Ciao Licia
Un momento della vita di Licia Pinelli tratto da: Una storia quasi soltanto mia, Intervista di Piero Scaramucci a Licia Pinelli, Feltrinelli, 2009.
Piero. Il funerale di Pino, 20 dicembre 1969, io lo ricordo come una giornata di sconfitta. Era passata una settimana dalla strage di Piazza Fontana, Valpreda era stato arrestato cinque giorni prima, e lì c’erano solo mille o duemila persone, pochissimi compagni, il movimento aveva avuto paura.
Licia. A me quel momento sembrava moltissima gente, anzi ero esterrefatta. Agli altri poteva sembrare poca, a me sembrava moltissima. Noi conoscevamo tanta gente, ma uno non pensa che possano venire al funerale, pensi che sia una cosa solo tua, che devi affrontarla da sola. Sgridavo mia mamma perchè aveva cominciato a piangere. Lo sforzo di non lasciar trapelare i sentimenti. Per non dargli la soddisfazione.
E’ tanto più facile dimostrare i sentimenti. Ero tutta tesa in questo sforzo, questa fatica. Vedevo poco attorno.
Poi sono venuti a farsi riconoscere i compagni di lavoro di Pino, erano lì a titolo personale, non in rappresentanza delle Ferrovie. Ho visto i ragazzi ai quali avevo battuto le tesi.
I parenti che con una cosa di questo genere pensi che magari non vengano. Tanti vicini di casa di via Preneste. Ricordo anche due donne del 114 di viale Monza dove stavo da ragazza, erano lì che piangevano.
I compagni di Pino, uno con una bella faccia piena di umanità che sembrava uscito da una vecchia stampa, col cravattone nero e la bandiera, era venuto da Canosa di Puglia apposta.

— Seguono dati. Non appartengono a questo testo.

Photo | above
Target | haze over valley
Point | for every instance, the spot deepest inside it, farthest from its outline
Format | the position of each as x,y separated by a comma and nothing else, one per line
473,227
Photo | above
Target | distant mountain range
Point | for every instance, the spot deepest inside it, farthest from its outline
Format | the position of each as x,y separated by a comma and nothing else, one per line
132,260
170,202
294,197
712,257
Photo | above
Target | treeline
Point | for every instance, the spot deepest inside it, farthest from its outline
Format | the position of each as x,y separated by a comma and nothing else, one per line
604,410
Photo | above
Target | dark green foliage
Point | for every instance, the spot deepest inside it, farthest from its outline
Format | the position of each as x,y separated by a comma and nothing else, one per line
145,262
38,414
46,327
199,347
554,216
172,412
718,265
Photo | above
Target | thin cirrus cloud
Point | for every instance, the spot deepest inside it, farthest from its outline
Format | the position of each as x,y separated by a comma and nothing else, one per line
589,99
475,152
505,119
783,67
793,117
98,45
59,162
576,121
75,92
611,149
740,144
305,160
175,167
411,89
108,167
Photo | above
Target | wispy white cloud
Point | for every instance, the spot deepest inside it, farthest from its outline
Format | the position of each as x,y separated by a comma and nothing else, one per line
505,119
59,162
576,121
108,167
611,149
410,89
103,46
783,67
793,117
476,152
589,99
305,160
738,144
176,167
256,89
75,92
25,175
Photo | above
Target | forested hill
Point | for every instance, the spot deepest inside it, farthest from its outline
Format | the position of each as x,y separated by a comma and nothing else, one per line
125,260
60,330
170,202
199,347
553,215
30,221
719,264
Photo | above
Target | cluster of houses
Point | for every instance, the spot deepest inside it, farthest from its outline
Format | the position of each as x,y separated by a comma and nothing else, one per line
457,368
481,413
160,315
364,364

Era tantissima gente se pensi alla paura di quei giorni, al linciaggio. All’Università solo in ventitrè avevano firmato quella lettera in cui dicevano di non credere al suicidio di Pino.
E tutto il quartiere era circondato da polizia e carabinieri. Polizia dappertutto. E’ la prima cosa che ho visto. Tanto per dirti com’ero: mi è sembrato strano. “Che cosa sono qui a fare“.
Piero. Poi c’è stato una specie di blocco stradale, quasi nessuno è potuto arrivare fino al cimitero, a Musocco c’era una cinquantina di persone al massimo.
Licia. Io mi ricordi di me stessa davanti alla fossa.
Ho consegnato la bandiera nera da mettere sulla bara, ceedo che l’avesse portata Augusta, la giornalaia dell’edicola di via Orefici. Ma ricordo soprattutto questa atmosfera pervasa di tragedia che aveva preso tutti e che di solito non c’era nei cimiteri.
E poi veramente non è che vedessi molto, facevo le cose che dovevano essere fatte, come se mi fissassi solo su quell’obiettivo, senza vedere nient’altro.
Mi avevano dato un tranquillante e a momenti svengo davvero perchè non sono tipo da medicine, mi era rimasto sullo stomaco.
Ricordo il pianto isolato di una donna, un singhiozzo. Più che altro ricordo dei suoni e l’atmosfera, il cielo cupo. Non riesco più ad andare ai funerali e sentire la terra che cade sulla bara.
All’uscita ho sentito un ragazzo che parlava di fare una manifestazione. “Non fate sciocchezze“, gli ho detto. Erano pochi e giovanissimi, non volevo che ci scappasse un altro morto.
Piero. In quei momenti pensavi che avresti ottenuto giustizia ?
Licia. Si, me l’aspettavo una giustizia anche da tribunali. Adesso è tutto chiuso ed io sono qui ad aspettarla.